At a Republican retreat in Philadelphia, speaking under what he apparently thought was a cone of silence, Rep. Tom McClintock told his colleagues that whatever happens to the Affordable Care Act, “Republicans will own that, lock, stock and barrel.”
Here’s something we’ve rarely said about the congressman who represents much of the Sierra but lives in Elk Grove: McClintock is right.
Health insurance is just the start. The potential blame congressional Republicans could be saddled with under President Trump appears to be metastasizing daily, from alienating key trading partners (potentially lowering prices for almonds, wine and other things grown here while raising the prices for things that aren’t) to the draconian travel ban that created international confusion over the weekend.
Less than two weeks into Trump’s tenure, it’s clear that even though he has a Republican Congress and needn’t rely on executive orders, as Barack Obama did to overcome partisan obstruction, Donald Trump prefers governing by edict.

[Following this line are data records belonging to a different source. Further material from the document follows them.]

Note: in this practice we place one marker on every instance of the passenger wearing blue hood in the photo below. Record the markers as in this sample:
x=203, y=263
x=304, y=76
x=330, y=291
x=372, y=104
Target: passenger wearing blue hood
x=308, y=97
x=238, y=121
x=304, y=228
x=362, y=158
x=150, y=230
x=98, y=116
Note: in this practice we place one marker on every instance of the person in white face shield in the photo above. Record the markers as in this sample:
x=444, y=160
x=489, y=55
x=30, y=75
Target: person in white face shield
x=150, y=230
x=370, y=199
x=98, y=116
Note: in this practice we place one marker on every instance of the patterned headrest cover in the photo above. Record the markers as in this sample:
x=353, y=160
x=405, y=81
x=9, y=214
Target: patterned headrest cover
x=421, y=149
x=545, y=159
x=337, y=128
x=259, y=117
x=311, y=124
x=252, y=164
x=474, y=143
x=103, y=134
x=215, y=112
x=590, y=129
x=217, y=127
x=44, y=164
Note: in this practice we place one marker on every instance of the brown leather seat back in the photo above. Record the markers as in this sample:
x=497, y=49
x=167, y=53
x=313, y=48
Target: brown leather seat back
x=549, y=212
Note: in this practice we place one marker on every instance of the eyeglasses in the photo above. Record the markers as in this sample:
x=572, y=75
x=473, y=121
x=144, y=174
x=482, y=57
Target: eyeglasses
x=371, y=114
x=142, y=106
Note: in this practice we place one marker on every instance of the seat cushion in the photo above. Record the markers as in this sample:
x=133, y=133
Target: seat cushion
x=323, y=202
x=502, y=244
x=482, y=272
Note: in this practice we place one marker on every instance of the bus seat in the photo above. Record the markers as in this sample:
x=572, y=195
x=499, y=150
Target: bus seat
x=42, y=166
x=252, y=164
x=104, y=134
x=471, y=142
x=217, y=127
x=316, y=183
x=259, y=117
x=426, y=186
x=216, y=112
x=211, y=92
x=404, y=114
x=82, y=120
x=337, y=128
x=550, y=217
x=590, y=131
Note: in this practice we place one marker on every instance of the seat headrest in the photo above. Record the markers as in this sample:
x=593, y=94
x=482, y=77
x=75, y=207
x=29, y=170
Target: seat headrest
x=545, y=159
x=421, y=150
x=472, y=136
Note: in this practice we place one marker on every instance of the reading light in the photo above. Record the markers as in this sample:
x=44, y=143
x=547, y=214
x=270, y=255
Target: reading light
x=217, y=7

And if those edicts appeal only to his base’s most hostile extremes, so what.
But as McClintock noted, in a retreat that was secretly taped and shared with the Washington Post, Republicans “will be judged in the election less than two years away” on the outcomes. With President Trump’s approval ratings cratering, perhaps more GOP elected officials should start finding their voices.
As of Tuesday morning, some 37 of 292 Congressional Republicans have expressed some level of opposition or disappointment over Trump’s crackdown on immigrants. Despite mass demonstrations in airports, corporate condemnations from General Electric Google and many others, hundreds of traumatized people (many with green cards), the other 255 have had nothing to say.
Only 37 Republicans have had the guts to follow the lead of U.S. Sens. Lindsey Graham and John McCain, who had no problem calling out Trump on this latest counterproductive and cruel folly.
In a joint statement, McCain and Graham – who understand that Congress has a constitutional duty to provide a principled check and balance to any White House – issued a joint statement. The travel ban, they said, was “not properly vetted,” “went into effect with little to no consultation with the Departments of State, Defense, Justice, and Homeland Security” and could “become a self-inflicted wound in the fight against terrorism.”
They look like statesmen; others not so much.
After a blizzard of angry Facebook posts, Rep. Jeff Denham slouched into line with Trump, writing, “The safety and security of our communities always come first,” but then added, “the way this recent executive order is playing out has created a lot of uncertainty and unintended consequences.”
This should be in Denham’s sweet spot. His DREAM Act to grant an expedited path to citizenship for those who serve in our military is an excellent idea, but has gone nowhere due to his more strident Republican colleagues. Denham always stands up for his fellow veterans; he should also rise for those who have helped keep them safe. Stanislaus County has more refugees than all but three California counties; they, too, are his constituents.
McClintock knows that even in his deep-red district where many dislike Obamacare, there are still 47,000 covered through the Medi-Cal expansion it funds. Bungling a fix contains real political peril. The same applies to anything Trump breaks – health care, trade, humanitarian imperatives. Those who refuse to stand against Trump’s bad ideas will own the damage.